Building an AMD Deep Learning Machine: Part 2

Software Stack

Operating System

I used Ubuntu 19.04 partially because I wanted to try out the April release of Ubuntu and I knew that the newer kernels were more compatible with Vega (the amdgpu driver is merged into the kernel after 4.19 which reduces installation headaches) and the Ryzen CPU.

A note about docker

If you are not a fan of docker, for security or whatever reason, I don't advise that you use Ubuntu 19.04. This release has only python 3.7 and there are, at the moment, a few issues with running rocm 2.3 with python 3.7. This doesn't seem to be a problem on python 3.5 or 3.6 and with older versions of ROCm. However, the performance improvement with the newer version of ROCm is pretty substantial so I would use a version of Ubuntu where you can downgrade your python version instead.

Initial Software Stack

First, the debian repository has to be added

wget -qO - http://repo.radeon.com/rocm/apt/debian/rocm.gpg.key | sudo apt-key add -
echo 'deb [arch=amd64] http://repo.radeon.com/rocm/apt/debian/ xenial main' | sudo tee /etc/apt/sources.list.d/rocm.list

Then, the appropriate packages are installed.

sudo apt update
sudo apt install rocm-libs miopen-hip cxlactivitylogger
sudo apt install rocm-dev

Because we are using the amdgpu drivers in kernel 5.0 that ships with Ubuntu 19.04, we need to add the following udev rule.

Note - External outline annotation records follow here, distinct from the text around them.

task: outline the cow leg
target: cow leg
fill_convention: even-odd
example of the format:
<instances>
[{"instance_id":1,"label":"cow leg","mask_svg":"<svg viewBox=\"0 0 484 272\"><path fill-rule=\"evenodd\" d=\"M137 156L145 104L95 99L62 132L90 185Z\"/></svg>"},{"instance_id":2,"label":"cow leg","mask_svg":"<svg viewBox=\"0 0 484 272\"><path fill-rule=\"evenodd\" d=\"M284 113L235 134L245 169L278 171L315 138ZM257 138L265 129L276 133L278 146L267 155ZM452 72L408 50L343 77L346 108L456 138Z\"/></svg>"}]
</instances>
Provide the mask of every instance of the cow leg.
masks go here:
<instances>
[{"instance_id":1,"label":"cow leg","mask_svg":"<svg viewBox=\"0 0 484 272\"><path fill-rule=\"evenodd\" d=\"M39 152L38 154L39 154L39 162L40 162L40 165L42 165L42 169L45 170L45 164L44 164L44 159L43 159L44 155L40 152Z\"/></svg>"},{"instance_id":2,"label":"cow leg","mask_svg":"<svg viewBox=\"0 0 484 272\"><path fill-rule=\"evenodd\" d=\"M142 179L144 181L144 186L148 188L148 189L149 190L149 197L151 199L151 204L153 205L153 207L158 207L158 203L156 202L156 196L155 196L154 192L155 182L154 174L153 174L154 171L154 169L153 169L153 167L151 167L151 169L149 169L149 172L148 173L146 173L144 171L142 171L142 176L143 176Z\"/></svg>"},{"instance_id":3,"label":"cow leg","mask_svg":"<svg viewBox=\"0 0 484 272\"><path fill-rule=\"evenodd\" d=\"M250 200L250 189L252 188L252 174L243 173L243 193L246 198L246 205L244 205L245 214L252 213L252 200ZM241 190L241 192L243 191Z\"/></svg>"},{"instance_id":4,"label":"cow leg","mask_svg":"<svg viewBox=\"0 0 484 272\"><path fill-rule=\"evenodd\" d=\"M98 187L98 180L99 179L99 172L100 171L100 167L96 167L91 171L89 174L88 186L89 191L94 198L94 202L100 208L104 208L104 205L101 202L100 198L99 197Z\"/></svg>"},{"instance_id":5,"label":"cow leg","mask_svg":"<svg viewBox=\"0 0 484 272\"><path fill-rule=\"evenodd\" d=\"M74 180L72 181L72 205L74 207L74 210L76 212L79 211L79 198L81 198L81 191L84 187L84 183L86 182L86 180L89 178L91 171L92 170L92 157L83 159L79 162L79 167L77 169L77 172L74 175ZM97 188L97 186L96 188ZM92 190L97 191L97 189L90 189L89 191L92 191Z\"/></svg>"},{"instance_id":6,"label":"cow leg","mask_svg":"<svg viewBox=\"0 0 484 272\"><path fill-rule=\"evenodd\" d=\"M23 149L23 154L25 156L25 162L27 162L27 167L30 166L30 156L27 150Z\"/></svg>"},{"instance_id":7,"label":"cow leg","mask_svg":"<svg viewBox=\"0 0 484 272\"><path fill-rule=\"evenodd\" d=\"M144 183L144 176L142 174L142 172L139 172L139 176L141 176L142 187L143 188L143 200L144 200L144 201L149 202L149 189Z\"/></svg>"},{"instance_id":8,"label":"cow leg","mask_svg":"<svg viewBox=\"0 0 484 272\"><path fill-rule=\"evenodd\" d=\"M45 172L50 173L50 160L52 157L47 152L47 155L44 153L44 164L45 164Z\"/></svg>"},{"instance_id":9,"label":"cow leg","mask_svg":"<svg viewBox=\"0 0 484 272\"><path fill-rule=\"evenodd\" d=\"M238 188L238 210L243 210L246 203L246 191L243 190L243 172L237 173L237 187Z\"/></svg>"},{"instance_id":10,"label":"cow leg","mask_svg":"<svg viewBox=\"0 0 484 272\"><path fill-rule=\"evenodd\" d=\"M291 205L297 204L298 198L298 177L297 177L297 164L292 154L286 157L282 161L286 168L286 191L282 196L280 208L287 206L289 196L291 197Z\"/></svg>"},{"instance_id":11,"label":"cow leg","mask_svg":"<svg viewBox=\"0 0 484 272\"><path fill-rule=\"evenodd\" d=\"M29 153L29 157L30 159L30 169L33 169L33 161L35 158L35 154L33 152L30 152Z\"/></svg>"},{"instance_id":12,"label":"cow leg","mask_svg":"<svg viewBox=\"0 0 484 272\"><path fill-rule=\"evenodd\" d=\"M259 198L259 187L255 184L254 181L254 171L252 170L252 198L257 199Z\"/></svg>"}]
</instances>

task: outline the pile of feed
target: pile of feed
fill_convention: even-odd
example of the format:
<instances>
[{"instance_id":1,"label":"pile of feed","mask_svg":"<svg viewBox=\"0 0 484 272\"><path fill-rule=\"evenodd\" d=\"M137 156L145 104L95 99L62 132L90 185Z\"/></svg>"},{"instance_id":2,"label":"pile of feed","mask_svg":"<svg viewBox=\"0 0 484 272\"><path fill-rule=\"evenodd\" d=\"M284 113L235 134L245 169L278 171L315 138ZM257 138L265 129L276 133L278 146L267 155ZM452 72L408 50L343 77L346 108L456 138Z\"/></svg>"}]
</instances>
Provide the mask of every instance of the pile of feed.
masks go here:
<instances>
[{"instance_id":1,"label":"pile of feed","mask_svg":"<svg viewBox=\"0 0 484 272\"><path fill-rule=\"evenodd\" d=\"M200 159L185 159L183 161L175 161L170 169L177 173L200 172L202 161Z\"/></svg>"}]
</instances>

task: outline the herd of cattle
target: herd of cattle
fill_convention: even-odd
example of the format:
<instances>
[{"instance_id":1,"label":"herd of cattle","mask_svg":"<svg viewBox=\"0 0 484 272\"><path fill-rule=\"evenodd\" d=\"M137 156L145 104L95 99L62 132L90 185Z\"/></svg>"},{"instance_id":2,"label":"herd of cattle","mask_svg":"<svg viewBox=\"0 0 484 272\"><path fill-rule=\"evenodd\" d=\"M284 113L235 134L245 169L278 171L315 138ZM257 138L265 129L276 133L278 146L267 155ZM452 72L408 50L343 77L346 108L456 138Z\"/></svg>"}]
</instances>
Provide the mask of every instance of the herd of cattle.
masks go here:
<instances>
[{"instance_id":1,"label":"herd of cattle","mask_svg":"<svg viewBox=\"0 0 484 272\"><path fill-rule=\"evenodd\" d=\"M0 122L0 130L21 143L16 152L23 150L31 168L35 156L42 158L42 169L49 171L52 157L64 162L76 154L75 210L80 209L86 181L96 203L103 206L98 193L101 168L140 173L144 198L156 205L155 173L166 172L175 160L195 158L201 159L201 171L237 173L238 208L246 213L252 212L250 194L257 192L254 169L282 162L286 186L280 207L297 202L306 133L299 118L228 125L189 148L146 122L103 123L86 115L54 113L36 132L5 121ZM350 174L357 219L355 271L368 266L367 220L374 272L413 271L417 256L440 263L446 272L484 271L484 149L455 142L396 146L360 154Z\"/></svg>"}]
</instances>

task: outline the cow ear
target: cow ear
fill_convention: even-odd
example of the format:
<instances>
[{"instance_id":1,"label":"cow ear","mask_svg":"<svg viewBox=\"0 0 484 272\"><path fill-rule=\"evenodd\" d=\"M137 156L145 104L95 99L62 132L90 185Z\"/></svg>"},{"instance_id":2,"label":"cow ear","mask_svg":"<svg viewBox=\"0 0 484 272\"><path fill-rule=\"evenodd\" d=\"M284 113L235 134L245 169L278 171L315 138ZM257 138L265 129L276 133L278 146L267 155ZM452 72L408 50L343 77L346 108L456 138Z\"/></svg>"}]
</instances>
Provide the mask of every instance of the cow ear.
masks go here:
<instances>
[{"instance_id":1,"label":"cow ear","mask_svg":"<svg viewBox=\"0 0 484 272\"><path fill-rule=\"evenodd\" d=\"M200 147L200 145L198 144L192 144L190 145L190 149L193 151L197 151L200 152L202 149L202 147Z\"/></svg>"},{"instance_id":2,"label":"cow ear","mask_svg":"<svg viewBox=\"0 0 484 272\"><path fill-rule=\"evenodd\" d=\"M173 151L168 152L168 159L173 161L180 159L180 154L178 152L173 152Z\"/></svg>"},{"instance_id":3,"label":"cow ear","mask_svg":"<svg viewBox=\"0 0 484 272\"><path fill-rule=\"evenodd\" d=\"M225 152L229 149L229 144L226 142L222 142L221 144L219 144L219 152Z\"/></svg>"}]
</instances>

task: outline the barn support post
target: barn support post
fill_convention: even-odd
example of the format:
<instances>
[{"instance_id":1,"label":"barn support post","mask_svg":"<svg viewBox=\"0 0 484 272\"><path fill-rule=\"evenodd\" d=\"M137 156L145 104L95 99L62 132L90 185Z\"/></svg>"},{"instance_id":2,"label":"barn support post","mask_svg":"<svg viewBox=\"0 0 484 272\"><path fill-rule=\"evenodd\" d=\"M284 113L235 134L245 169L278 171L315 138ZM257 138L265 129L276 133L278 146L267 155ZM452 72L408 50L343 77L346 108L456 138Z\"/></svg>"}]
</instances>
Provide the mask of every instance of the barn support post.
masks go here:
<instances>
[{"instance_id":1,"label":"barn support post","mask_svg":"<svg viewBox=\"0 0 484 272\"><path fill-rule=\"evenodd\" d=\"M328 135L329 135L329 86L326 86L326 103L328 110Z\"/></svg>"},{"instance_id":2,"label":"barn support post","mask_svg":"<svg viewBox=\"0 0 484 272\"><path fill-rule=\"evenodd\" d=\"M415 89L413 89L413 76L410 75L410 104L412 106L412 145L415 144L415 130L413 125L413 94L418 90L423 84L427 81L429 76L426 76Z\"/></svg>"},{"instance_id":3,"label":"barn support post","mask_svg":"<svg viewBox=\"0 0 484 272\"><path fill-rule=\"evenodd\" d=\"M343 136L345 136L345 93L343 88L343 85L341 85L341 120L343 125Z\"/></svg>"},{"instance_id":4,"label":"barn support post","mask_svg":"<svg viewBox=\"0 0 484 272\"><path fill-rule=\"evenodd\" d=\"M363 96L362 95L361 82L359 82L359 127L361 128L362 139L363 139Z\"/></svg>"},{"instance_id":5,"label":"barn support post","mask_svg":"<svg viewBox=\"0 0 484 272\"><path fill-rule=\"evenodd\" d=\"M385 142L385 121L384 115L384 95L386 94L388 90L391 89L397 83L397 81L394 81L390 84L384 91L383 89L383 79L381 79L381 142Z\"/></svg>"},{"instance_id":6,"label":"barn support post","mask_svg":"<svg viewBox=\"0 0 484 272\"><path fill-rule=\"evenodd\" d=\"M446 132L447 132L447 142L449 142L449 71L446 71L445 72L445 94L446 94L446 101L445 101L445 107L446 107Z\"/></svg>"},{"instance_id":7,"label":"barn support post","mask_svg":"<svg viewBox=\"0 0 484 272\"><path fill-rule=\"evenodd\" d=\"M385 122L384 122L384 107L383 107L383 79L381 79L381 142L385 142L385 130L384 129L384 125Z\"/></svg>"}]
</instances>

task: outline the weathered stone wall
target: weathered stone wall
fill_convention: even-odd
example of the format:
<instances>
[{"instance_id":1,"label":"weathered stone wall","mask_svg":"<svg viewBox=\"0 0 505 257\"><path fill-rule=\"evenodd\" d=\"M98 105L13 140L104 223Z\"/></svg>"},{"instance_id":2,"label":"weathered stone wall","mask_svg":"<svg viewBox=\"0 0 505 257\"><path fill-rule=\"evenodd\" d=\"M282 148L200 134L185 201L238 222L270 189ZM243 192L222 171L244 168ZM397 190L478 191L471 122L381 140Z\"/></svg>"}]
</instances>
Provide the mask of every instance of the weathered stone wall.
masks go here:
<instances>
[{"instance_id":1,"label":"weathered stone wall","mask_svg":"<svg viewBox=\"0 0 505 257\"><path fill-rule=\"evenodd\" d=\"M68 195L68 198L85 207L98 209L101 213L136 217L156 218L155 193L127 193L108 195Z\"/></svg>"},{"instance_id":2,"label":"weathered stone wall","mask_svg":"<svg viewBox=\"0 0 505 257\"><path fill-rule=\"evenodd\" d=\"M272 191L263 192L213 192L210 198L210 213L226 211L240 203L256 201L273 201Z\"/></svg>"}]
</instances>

echo 'SUBSYSTEM=="kfd", KERNEL=="kfd", TAG+="uaccess", GROUP="video"' | sudo tee /etc/udev/rules.d/70-kfd.rules

Docker install

I added the following line into my ~/.bash_rc file to allow for quick launching of the container:

alias drun='sudo docker run -it --network=host --device=/dev/kfd --device=/dev/dri --group-add video --cap-add=SYS_PTRACE --security-opt seccomp=unconfined -v $HOME/dockerx:/dockerx'

To launch the container, you then simply run drun rocm/tensorflow to drop into your container. The first time you run this, it will pull the images from dockerhub. After that, it will use the cached image.